Next the dunce hat and the back board? Australian prime minister Tony Abbott's newly appointed 'Education Tsar' has suggested caning children in schools could be "very effective... if it's done properly".
Teachers unions have slammed the endorsement of corporal punishment by Kevin Donnelly, who said he had "no problem" with children being struck to keep them in line, as long as it was done safely.
Australian Education Union branch secretary Glenn Fowler told the Sydney Morning Herald: "All fair-minded people would see these comments as totally ridiculous and out of step with Australian community opinion and out of step with the law."
Kevin Donnelly is doing a major Australian curriculum review
Teachers in his union had "no interest in beating students," Fowler said. "It was utterly disturbing to hear Donnelly recount stories of his past of teachers luring students behind the shed to administer a punishment," he said.
Canberra Grammar principal Justin Garrick said the comments were "so far gone it’s unbelievable".
"I do think it is a concern that someone with those kinds of views is apparently playing an influential role in the current educational climate," he added.
Donnelly is co-chairing an Australian review of the curriculum, due to report at the end of July.
While not explicitly backing corporal punishment in school, Abbott himself is known to be in favour of allowing parents to smack their children. In December 2013, he said he had chastised his daughters with "pretty gentle smacks".
"We often see political correctness taken to extremes and maybe this is another example," he told Channel Seven.
"I think that we've got to treat our kids well, but I don't think we ought to say that there's no place ever for a smack.
"I think all parents know that occasionally the best thing that we can give a kid is a smack, but it can never be something that hurts them."
Most states in Australia, including New South Wales and Victoria have banned corporal punishment. There is no prohibition on its use in private schools in Queensland, South or Western Australia, and it is not banned at all in the Northern Territory.

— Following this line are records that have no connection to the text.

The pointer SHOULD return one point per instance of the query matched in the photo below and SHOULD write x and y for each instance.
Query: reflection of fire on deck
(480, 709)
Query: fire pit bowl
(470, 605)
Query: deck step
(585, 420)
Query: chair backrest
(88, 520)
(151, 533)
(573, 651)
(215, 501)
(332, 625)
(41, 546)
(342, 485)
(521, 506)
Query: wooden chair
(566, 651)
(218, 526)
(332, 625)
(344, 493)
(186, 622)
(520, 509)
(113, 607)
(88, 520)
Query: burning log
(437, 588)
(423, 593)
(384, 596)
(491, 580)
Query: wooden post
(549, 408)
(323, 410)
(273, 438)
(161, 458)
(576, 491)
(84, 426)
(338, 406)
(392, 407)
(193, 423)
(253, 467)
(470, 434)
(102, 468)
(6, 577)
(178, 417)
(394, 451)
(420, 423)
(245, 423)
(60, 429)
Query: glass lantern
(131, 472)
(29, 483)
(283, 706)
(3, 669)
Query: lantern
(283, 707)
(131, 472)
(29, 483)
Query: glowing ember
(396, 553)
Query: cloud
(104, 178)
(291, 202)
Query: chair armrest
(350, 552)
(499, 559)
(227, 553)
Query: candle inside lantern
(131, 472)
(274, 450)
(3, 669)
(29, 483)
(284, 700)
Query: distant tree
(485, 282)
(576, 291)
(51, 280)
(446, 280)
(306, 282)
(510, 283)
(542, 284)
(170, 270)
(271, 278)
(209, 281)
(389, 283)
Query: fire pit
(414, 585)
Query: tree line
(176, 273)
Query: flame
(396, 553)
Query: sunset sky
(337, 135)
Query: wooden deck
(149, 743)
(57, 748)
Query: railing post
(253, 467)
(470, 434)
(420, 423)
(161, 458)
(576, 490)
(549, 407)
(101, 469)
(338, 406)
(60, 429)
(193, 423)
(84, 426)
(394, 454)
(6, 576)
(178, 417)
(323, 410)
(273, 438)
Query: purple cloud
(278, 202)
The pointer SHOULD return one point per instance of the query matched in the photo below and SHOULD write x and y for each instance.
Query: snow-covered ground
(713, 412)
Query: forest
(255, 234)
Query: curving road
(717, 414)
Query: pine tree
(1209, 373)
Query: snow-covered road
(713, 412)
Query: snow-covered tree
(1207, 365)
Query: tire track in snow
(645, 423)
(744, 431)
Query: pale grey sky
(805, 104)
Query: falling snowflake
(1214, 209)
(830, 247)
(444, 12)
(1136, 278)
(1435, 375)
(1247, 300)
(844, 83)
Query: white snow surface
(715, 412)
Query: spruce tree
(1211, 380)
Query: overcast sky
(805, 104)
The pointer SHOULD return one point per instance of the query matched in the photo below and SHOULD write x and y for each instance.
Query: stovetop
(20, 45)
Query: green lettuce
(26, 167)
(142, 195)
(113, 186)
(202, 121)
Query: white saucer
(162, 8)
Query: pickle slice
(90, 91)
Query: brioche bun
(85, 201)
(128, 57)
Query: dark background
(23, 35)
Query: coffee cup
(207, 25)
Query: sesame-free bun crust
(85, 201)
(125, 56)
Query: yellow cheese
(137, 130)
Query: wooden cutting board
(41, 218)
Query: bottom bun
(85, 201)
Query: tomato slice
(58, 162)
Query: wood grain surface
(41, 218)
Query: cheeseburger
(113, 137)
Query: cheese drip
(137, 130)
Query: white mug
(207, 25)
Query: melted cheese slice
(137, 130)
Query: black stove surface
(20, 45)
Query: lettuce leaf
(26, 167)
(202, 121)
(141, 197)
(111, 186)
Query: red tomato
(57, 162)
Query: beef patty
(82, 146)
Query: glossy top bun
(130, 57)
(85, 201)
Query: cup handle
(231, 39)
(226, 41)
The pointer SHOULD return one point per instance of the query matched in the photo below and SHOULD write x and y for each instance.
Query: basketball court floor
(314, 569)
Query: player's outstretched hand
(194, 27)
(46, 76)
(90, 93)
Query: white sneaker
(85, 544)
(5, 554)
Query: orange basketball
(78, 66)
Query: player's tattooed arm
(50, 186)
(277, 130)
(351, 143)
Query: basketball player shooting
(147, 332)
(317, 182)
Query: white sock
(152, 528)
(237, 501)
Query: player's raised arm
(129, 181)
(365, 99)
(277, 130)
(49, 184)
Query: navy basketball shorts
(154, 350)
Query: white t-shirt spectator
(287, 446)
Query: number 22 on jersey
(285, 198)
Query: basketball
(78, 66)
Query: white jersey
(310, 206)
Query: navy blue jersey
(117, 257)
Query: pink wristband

In the UK, beating children was banned in state schools in 1987, and in private schools in 1999 in England and Wales, though not until 2003 in Northern Ireland. Teachers generally used a flexible wooden cane to beat children on the hands or buttocks, though some schools, especially in Scotland, used a leather strap. Boarding school pupils were also frequently "slippered", using a shoe.
A 2008 poll of UK teachers by the Times Educational Supplement found that one in five teachers would back the use of caning in extreme cases.